Death By A Thousand Cuts: As we noted above, the usually infallible profile of Don has been swiped at pretty regularly in the past few weeks. Similarly, after Roger sees the unpaid lease he bellows at the top of his lungs for Joan to come into his office. She appears, but coolly says, “don’t do that.” And, of course, the biggest swipe was toward the end of the ep when the office troops literally ignore Roger and Don as they try to put a sunny face on the McCann scarfing S, C&P.

Larger wounds are inflicted when Hobart halts Don’s presentation during their meeting. “It’s done,” Hobart says of the move. Actually, I like that creator Matt Weiner has Don and company unable to work magic every time. They may have secured a bunch of clients within 24 hours before, when they foiled a hostile takeover by McCann. This time, though, their last-minute heroics, which would have relocated some of the team to California, is blocked. A lesser series would have let them succeed again.

Children, Children, Children: Don in the elevator smiling at a mother smoothing the hair of her child as they head to SC&P for an audition. Peggy being totally awkward around children during said audition. Later, of course, is the stapler incident. That, of course, leads to a touching scene between her and Stan, who accidentally tweaks Peggy in a pain point. And, in a nice piece of editing, the arc introducing Pete and Trudy dealing with their daughter Tammy’s school issues comes right after we see the children march into the agency for their audition.

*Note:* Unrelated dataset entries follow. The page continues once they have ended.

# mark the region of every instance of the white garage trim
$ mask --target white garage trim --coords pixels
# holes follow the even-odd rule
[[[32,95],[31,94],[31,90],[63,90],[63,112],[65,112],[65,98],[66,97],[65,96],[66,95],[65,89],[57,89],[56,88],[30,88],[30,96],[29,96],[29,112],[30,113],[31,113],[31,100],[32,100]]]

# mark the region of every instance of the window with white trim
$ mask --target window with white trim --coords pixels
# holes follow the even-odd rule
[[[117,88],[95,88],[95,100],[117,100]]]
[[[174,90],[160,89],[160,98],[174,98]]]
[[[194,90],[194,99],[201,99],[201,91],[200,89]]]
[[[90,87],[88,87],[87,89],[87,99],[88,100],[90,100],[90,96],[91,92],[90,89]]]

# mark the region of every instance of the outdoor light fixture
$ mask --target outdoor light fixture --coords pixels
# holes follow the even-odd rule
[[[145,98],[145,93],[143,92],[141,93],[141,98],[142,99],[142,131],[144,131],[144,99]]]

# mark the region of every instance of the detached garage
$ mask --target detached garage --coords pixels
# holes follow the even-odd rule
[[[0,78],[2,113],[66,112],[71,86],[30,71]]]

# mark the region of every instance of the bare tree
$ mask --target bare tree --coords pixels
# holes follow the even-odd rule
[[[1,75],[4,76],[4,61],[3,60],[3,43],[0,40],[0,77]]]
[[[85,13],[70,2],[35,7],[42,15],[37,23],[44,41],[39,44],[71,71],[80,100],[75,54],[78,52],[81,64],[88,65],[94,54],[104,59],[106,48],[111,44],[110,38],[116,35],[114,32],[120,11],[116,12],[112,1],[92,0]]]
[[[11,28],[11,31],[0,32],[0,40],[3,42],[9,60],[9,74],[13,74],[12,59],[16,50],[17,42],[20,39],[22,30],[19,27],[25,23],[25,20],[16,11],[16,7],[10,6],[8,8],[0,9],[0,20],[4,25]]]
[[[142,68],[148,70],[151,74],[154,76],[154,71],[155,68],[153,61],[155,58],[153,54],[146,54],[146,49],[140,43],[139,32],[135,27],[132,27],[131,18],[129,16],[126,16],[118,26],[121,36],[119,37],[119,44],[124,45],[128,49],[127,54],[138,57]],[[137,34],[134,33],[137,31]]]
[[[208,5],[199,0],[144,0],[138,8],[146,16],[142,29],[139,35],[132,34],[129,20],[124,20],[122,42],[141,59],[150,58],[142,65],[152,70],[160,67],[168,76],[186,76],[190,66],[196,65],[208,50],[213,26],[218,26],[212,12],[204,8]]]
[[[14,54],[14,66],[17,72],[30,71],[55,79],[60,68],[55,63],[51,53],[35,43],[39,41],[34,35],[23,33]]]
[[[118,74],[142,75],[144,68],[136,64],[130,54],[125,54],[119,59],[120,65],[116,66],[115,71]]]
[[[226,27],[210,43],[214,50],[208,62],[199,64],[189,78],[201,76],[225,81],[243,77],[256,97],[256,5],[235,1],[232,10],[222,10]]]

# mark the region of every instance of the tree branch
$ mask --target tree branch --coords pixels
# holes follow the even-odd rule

The Trudy-Pete arc also provides historical context, as Trudy believes their status as divorcees is blocking their daughter from entrance into a private school. It also leads to the best line of the ep, as Pete screams: “Greenwich, Connecticut is built on divorced money!” Second-best line of the night, from Roger: “But he [Ken] loves feeling the tip of your nose in the seat of his pants.” Ah, Roger, we love ya.